Aunque quizá no sea el objetivo del libro, creo que puede ayudar a explicar el momento político que vivimos. Las políticas parecen marcadas por las ideas identitarias, los sentimientos más o menos volubles, la política se convierte muchas veces en una “performance” más que en un debate de ideas con cierta profundidad… ¿Es la sociedad la que lleva esto a la política o viceversa?
Me temo que la política sigue y no precede, es decir, carece de voluntad ejemplar. Eso sería aceptable de existir una verdadera sociedad civil, pero predomina la desintegración y eso se traslada a la política y la política lo formaliza. Es un bucle de nuestro tiempo y una de sus consecuencias en la entrada de las nuevas masas digitales –redes sociales, etc– en escena. Si leemos algunos de los clásicos de psicología de las masas, el emocionalismo y la irracionalidad siguen ahí, pero al ritmo vertiginoso que marcan los algoritmos.
Me sorprendía una escena que describe en su libro donde en la catedral de Santiago una familia armada con sus iPhone comienza frenéticamente a sacar fotos y mandarlas a sus amigos por whatsapp. Unos bancos más atrás una dama les pregunta “¿por qué no disfrutan con más quietud de la grandeza, de la belleza de este lugar?”. O como cuando describe a un editor ruso en cuyas manos cae una manuscrito de Solzhenitsin y se pone chaqueta y corbata y se pasa la noche leyendo porque es consciente de que está frente a un ejemplo de nobleza moral y de potencia literaria. ¿La belleza salvará al mundo?

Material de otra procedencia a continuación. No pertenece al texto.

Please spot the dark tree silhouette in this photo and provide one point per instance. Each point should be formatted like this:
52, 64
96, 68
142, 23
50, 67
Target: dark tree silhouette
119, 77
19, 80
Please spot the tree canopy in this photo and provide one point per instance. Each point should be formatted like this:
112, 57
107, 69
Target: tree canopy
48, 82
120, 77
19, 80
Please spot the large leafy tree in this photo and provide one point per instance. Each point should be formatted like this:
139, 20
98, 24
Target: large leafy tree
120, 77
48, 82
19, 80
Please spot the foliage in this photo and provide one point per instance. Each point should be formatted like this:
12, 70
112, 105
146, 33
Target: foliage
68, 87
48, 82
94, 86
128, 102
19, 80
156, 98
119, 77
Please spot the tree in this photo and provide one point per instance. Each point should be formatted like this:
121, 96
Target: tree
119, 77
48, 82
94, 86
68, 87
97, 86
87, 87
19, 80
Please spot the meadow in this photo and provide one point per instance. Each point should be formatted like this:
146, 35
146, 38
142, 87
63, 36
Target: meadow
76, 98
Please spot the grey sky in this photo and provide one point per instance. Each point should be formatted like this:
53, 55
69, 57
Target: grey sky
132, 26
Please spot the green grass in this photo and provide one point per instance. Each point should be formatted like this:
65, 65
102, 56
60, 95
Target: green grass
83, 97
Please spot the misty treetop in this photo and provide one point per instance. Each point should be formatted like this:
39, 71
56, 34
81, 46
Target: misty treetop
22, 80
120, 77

La belleza, el amor, la bondad, un cierto sentido de la grandeza moral. Sin una cierta grandeza moral no hay lideratos significativos –lideratos intelectuales, élites responsables–, el arte se banaliza, la trascendencia se evapora. A eso se suma, claro, la descristianización de Europa, extendido a lo que entendemos –o entendíamos– como civilización occidental. Por eso no distinguimos entre el “rap” y Bach, entre Velázquez y un grafitero. ¿Por qué será que no han aparecido nuevos grandes escritores con la fuerza moral de Solzhenitsin?
“Yo creo que hay que comenzar por hacernos responsables de lo que hacemos, decimos o escribimos”

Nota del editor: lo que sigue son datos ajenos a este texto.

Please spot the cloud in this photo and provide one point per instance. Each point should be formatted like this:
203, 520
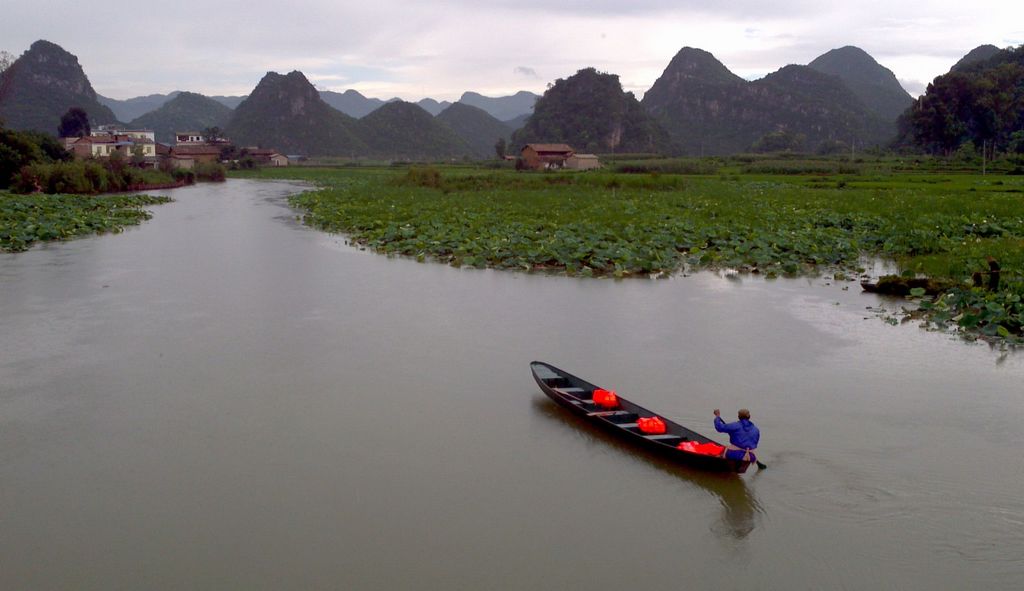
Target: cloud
442, 48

En una sociedad que es plural y donde las evidencias de antaño ciertamente han caído, ¿dónde encontrar valores comunes? ¿Es esta belleza que nos conmueve a todos un punto de partida?
Puede parecer muy elemental, pero yo creo que hay que comenzar por hacernos responsables de lo que hacemos, decimos o escribimos. Al mismo tiempo, respetar el pasado, desentrañar sus verdades, asumir lo mucho que le debemos a la evolución institucional, a lo que lleva existiendo desde hace tanto tiempo con el aval de la experiencia humana. Hace poco hemos votado en unas elecciones generales. ¿Éramos conscientes del esfuerzo que representa que el voto sea secreto o que las juntas electorales funcionen como relojes suizos? En definitiva, no hay que cambiar por cambiar, sino reformar cuando sea necesario. El hiperactivismo democrático es otro mal de estos días. En fin, quizás queden más valores en común de lo que suponemos porque los sustenta la gran clase media, la mayoría silenciosa que no se deja llevar por los bandazos de la opinión publicada, por los mimetismos presentistas. Si todo fuese tan disruptivo como parece, la vida en común ya sería un hecho imposible y no es así.